Francis Yeoh Sock Ping  (born 23 August 1954) is a Malaysian businessman, and the eldest son of late Malaysia billionaire Yeoh Tiong Lay. He was appointed a managing director of YTL Corporation in 1988 and grew it into a multi-disciplinary conglomerate comprising six listed entities. YTL Corporation Berhad, YTL Power International Berhad, YTL Land & Development Berhad, YTL Hospitality REIT, Lafarge Malaysia Berhad and Starhill Global REIT have a combined Market Capitalisation of approximately RM29.1 billion (US$7.1 billion) and total assets of RM74.7 billion (US$18.2 billion). YTL Group owns and manages regulated utilities, real estate and infrastructure assets. 
Besides managing YTL Group's core listed entities, Tan Sri Francis is Executive Chairman of YTL Starhill Global REIT Management Limited, the manager for Starhill Global REIT. He is Chairman of YTL PowerSeraya Private Limited, which accounts for a 20% share of the Singapore Electricity market. He is Chairman of Wessex Water Services Limited, recognised as the best water and sewerage company in England and Wales (2010-2011) by the water industry regulator, Ofwat. He is also Executive Chairman of LaFarge Malaysia Berhad following its takeover by YTL Cement Berhad.

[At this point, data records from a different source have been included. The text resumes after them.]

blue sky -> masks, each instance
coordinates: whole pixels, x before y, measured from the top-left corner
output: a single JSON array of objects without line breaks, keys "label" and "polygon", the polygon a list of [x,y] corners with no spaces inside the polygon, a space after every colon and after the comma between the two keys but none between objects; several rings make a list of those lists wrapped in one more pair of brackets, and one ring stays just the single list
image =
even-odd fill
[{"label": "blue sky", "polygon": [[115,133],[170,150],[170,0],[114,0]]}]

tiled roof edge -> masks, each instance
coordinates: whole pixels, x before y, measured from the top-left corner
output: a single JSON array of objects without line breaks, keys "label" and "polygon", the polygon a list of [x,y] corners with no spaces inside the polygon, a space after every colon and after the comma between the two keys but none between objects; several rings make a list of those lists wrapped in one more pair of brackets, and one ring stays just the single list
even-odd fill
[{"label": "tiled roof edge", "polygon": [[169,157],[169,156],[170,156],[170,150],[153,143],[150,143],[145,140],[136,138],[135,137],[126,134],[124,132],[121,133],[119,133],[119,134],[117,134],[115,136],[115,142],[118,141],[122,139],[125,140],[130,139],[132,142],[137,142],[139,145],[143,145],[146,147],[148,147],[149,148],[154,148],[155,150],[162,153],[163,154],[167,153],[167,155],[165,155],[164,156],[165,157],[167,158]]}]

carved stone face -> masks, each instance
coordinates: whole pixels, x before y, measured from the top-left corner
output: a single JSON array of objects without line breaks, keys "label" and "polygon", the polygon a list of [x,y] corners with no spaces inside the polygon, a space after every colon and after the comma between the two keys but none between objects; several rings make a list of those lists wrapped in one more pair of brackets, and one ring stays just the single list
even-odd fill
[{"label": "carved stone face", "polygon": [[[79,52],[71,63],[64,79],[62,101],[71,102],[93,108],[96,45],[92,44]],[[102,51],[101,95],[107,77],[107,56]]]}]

Tan Sri Francis is an Independent Non-Executive Director of The Hong Kong and Shanghai Banking Corporation Limited.

Ranked as one of "Asia's 25 Most Powerful and Influential Business Personalities" by Fortune and Business Week, Tan Sri Francis firmly advocates responsible stewardship in business. He serves on YTL Foundation’s Board of Trustees, actively supporting education initiatives throughout Malaysia. He also serves on the board of directors of the Suu Foundation, a humanitarian organisation committed to improving healthcare and education in Myanmar. In 2016, he was conferred the prestigious Muhammad Ali Celebrity Fight Night Award in Arizona for his philanthropic efforts.

Ardent advocate of ethical corporate governance, he is Founder Member of the Malaysian Business Council and Capital Markets Advisory Council, Member of Asia Business Council, Trustee of Asia Society and former Member of Barclays Asia-Pacific Advisory Committee. He is also on the Advisory Councils of London Business School, Wharton School and INSEAD. He chaired the judging panel of the Ernst and Young World Entrepreneur of Year 2011 in Monte Carlo, having been Ernst and Young Malaysian Entrepreneur of the Year 2002.

Tan Sri Francis is the first Non-Italian Board Member of the historic Rome Opera House and helped fund its restoration to keep it from closing. 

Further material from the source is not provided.